Mao Tsetung

Como é que foram
formuladas as palavras de ordem “Que cem flores desabrochem, que cem escolas
rivalizem” e “Coexistência duradoura e controle mútuo”? Estas foram formuladas
à luz das condições específicas da China com base do reconhecimento de várias
espécies de contradições ainda existentes na sociedade socialista e com base
das exigências prementes do Estado, que necessita de rápido desenvolvimento
econômico como cultural. A política de “Que cem flores desabrochem, que cem
escolas rivalizem” é a política para estimular o progresso da arte e da ciência
e o florescimento da cultura socialista em nosso país. Na arte podem
desenvolver-se livremente distintas formas e estilos; na ciência, diferentes
escolas podem rivalizar livremente. Julgamos que a imposição, por meio de
medidas administrativas, de um só estilo e de uma só escola, e a proibição de
outros estilos ou escolas dificultam o progresso da arte e da ciência. O
problema do correto e do errado na arte e na ciência deve resolver-se pela
livre discussão nos meios artísticos e científicos e no decurso da prática da
arte e da ciência. Esse problema não deve ser resolvido por métodos simplistas.

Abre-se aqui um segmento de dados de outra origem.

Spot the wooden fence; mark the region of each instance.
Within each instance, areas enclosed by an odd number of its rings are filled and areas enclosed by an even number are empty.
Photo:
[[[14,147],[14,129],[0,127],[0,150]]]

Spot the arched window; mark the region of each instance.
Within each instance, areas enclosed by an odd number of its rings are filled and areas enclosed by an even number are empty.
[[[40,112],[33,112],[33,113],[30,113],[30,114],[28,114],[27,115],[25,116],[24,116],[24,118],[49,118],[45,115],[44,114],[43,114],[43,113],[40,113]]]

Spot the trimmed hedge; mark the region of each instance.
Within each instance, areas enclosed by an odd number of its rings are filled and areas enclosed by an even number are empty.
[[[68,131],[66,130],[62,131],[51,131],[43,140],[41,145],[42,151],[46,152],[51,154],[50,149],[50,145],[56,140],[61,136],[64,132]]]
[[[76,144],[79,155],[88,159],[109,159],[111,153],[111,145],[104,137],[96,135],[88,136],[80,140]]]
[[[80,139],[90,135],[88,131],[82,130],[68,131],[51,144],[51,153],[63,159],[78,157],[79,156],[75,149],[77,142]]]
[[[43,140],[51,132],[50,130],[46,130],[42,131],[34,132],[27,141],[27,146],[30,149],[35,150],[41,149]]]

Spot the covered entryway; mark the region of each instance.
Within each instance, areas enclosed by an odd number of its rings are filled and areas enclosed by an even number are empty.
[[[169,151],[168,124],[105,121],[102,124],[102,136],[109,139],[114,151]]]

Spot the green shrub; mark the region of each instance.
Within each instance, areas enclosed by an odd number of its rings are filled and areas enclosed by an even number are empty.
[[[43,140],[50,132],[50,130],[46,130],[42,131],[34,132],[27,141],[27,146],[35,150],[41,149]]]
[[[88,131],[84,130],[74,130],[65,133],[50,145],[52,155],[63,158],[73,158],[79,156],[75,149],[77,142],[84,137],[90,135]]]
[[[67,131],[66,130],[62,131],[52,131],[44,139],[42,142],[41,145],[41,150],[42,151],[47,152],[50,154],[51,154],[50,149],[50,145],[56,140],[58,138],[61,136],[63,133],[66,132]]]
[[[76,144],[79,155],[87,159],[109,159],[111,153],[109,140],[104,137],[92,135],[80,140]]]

A determinação do correto e do errado exige muitas vezes um certo período de
tempo de experiência. A história ensina que muitas vezes o que é novo e correto
não é nos primeiros momentos admitido pela maioria dos homens e não pode
desenvolver-se a não ser que na luta e através de caminhos sinuosos. Acontece
muitas vezes que o correto e o bom não são considerados ao princípio como
flores perfumadas, mas pelo contrário, como ervas venenosas. A teoria de
Copérnico sobre o sistema solar e a teoria da evolução de Darwin foram
consideradas erradas quando surgiram e só se impuseram através de uma árdua
luta. A história da China oferece também numerosos exemplos análogos. Na
sociedade socialista, as condições necessárias ao desenvolvimento das coisas
novas são radicalmente diferentes e muito mais favoráveis do que as condições
na sociedade antiga. Não obstante, sucede ainda com frequência as forças
nascentes serem entravadas e as iniciativas razoáveis impedidas. O crescimento
das coisas novas pode também ser entravado não pela vontade deliberada do
fazer, mas sim por falta de um claro discernimento. Eis porque, para determinar
o correto e o errado nas ciências e nas artes, é necessário adotar-se uma
atitude prudente, encorajar a livre discussão e não tirar conclusões
prematuras. Cremos que esta última atitude pode assegurar um desenvolvimento
relativamente fácil da ciência e da arte.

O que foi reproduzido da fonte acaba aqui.